What Bass

Discussion in 'Basses [BG]' started by flacko, Dec 6, 2001.

  1. flacko


    Dec 6, 2001
    Surrey , UK
    Hi. You've probably had this question many times before but .. here I go.

    I'm looking to buy a bass. What and how should I be choosing.

    I come from a guitar background, mostly classical, nylon strung. I fancy a climb over the fence to bass ( 4 strings to start with I think) . I intend to use a store to buy my bass so that I can try as many as possible : I do not have the knowledge to scour the used columns and spot a good instrument. Anyway ;

    What are the ad/disadvantages of a short scale (32 inch?) as opposed to a standard scale (34 inch ?), I do not have shovels for hands and wonder whether I should choose a shorter scale to start with.

    The advantages/disadvantages of active circuitry in the bass - advice on active circuitry that does not take you a month of Sundays to get a particular sound from would be well received,

    Is it essential to have a neck/bridge pick-up configuration to get the full range of tones from a bass.

    My intention is to choose a bass from a large manufacturer (Fender/Warwick/Status/Musicman) on the basis that they will be tried and trusted. Good idea ?

    My favorite sound is an electric bass that sounds like an amplified energetic string bass : full round tones, equality of sounds across the strings and up the neck with a nice jump and spring in its step. I haven't explained that particularly well : the sort of sound Richard McCracken gets on the first two Taste albums for example.

    Graphite material in construction - not come across this in classical guitars, although some makers I believe are starting to use it to get volume out of the instrument. Is a graphite neck adjustable like a wood neck, are there any issues with repairs ( I think of wood as the ultimate repairable material).

    What fingerboard material is considered best on a bass. On a classical guitar it would probably be ebony : the same with a bass?

    Best basses for holding their value - I may get fed up of running out of strings on 3 octave scales. There again I may just learn to play them properly on the bass!

    My budget is up to 600 UK Sterling. I am open to new or used bass , but as mentiuoned earlier will purchase through a tore.

    Thanks in advance for your help . I shall of course post up my final purchase for you to groan/applaud.

  2. Turock


    Apr 30, 2000
    Short scale is actually 30". I would stick with 34" as shorter scale lengths tend to be a little muddy (there are some exceptions).
    Active electronics in a bass. On a less expensive instrument, I would stay away from them. That is one place that corners are cut. Most Fenders are passive, and you've heard them on countless recordings. The Fender Precision has only one pickup and while not as versatile as a two pick-up configuration, I don't think you lose anything, except versatility.
    As far as fretboard material, That is subjective.
    Best basses for holding their value. Fender is a good start. As with guitars, your best deal would be a used instrument. In my 30+ years of playing, I have never been in a situation that a Fender couldn't cover.
  3. john turner

    john turner You don't want to do that. Trust me. Staff Member

    Mar 14, 2000
    atlanta ga
    with your background in guitar, i would suggest that you try an extended range instrument. there are no advantages to playing a 4 string over a 6 string bass, and the few disadvantages most bassists encounter (string control, more difficult to maneuver) would not be as big a deal for you since you also play guitar.

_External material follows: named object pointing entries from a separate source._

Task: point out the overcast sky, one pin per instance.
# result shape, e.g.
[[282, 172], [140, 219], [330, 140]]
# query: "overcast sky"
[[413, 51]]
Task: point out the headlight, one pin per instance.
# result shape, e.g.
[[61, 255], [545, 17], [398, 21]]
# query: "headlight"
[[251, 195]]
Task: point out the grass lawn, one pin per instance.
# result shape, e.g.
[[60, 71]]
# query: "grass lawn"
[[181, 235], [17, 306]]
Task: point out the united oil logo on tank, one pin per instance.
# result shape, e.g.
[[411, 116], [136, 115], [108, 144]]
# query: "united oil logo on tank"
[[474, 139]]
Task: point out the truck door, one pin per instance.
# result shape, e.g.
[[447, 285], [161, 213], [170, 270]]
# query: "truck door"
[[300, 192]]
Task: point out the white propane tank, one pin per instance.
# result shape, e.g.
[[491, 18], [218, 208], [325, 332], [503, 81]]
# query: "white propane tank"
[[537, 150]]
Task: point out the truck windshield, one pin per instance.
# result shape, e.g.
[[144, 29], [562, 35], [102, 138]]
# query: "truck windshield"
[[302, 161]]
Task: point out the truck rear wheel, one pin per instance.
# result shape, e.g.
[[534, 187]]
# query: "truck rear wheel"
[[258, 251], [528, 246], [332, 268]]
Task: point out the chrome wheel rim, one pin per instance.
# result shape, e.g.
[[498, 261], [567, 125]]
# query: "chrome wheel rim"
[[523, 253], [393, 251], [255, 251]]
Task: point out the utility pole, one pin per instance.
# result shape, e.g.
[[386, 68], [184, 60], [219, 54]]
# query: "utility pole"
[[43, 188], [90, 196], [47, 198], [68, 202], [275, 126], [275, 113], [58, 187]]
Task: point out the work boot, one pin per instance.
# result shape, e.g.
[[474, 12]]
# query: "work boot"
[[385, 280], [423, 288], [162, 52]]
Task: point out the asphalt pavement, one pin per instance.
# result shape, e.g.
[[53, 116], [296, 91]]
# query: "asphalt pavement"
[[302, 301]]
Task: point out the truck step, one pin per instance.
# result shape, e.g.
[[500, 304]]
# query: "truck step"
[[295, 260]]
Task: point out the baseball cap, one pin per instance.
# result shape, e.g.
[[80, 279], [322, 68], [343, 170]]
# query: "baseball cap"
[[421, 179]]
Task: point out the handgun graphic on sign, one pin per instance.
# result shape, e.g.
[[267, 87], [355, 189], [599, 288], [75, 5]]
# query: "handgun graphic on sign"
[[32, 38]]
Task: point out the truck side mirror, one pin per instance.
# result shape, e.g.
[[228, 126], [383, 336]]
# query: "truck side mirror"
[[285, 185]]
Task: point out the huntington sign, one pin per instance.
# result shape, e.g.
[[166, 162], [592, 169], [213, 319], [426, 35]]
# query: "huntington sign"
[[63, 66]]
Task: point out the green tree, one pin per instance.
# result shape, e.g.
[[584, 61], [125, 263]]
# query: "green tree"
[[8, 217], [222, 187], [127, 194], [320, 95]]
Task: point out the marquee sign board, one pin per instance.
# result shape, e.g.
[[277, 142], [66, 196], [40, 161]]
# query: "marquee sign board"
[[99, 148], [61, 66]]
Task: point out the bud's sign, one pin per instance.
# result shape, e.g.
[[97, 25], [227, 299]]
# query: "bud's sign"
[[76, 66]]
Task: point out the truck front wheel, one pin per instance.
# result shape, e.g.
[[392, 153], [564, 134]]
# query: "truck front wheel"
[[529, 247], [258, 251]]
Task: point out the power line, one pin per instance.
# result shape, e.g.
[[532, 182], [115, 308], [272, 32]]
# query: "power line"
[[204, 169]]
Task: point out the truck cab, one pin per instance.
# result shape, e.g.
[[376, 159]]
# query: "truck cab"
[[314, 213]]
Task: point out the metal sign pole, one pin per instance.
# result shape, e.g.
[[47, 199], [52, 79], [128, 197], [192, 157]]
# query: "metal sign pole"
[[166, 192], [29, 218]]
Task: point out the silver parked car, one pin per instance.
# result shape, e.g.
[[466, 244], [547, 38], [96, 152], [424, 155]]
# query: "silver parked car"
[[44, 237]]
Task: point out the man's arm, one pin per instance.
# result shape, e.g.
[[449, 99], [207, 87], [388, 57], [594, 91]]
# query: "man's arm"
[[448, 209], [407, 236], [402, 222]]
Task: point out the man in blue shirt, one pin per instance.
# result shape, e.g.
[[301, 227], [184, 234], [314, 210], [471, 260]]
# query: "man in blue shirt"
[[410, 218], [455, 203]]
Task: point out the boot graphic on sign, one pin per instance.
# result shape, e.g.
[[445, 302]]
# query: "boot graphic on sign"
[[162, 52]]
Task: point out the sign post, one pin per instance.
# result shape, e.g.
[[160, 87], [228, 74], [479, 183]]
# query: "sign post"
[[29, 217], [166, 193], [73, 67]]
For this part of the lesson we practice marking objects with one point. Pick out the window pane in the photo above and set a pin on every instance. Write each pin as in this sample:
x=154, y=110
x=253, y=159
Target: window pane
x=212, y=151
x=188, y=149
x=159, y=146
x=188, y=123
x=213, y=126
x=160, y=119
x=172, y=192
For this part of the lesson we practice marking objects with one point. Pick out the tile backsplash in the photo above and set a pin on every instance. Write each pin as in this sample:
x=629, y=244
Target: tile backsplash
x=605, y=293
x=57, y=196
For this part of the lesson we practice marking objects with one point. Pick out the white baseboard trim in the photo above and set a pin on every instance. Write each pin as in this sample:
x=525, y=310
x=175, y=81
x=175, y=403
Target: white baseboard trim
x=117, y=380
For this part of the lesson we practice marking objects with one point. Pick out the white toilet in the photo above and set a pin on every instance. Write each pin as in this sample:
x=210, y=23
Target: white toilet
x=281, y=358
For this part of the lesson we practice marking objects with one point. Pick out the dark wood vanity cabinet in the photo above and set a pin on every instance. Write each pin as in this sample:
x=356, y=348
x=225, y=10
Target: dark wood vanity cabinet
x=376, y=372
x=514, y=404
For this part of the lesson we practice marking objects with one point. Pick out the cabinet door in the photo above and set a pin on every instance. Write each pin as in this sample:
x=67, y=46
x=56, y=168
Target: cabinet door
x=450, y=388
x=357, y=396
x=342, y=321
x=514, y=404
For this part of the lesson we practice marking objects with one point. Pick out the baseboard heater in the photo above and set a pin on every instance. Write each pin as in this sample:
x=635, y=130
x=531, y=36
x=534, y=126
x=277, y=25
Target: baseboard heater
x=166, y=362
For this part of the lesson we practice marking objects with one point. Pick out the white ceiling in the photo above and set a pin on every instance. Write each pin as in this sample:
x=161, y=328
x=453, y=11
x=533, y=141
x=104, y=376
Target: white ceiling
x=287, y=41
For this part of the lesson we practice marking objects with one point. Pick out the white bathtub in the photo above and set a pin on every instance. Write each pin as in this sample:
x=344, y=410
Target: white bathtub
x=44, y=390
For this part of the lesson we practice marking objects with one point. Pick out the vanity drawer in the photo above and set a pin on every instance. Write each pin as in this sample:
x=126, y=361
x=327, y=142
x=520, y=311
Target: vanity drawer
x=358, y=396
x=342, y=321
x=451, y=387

    i'm not british, so i'm not sure what is available, but i would say that, with 600 pounds, you could get a step or two above the average "beginner bass".

    my advice to you, given the nature of all the questions that you have asked, is to go to a shop, or a few, with a bunch of basses and a lot of free time and try them all out. the answers to many of your questions (pickup config, fretboard material, active/passive, etc.) are really subjective in nature, and there are no absolutes, really. you're going to have to figure for yourself what you like. try out the instruments that the bass players that you like play, if you can find them, and see if they are for you.

    good luck
  4. ThunderStik

    ThunderStik Guest

    Jun 25, 2001
    Claremore OK.
    All of this stuff is very subjective. Half of knowing whats good or what you like is knowing what you dont like. Just starting out is hard place to be with so many choices. Rarely will a person start out on the "perfect" bass for them, finding what is good or great (to you) is a journey but its what you learn on the way that leads you to "your bass". I would go and play all the basses in your price range and pick the one that feels most comfortable to you to play and sounds ok and let the journey begin. In a few years you will add another bass to the stable but you will be more educated as to "whats good" for you. good luck. :cool:
  5. bertbassplayer

    bertbassplayer Supporting Member

    Jul 7, 2000
    Carlsbad, NM
    My opinion.... just go down to a shop and start playing some. Listen carefully to the sounds and see what you like. At least that will help you narrow it down.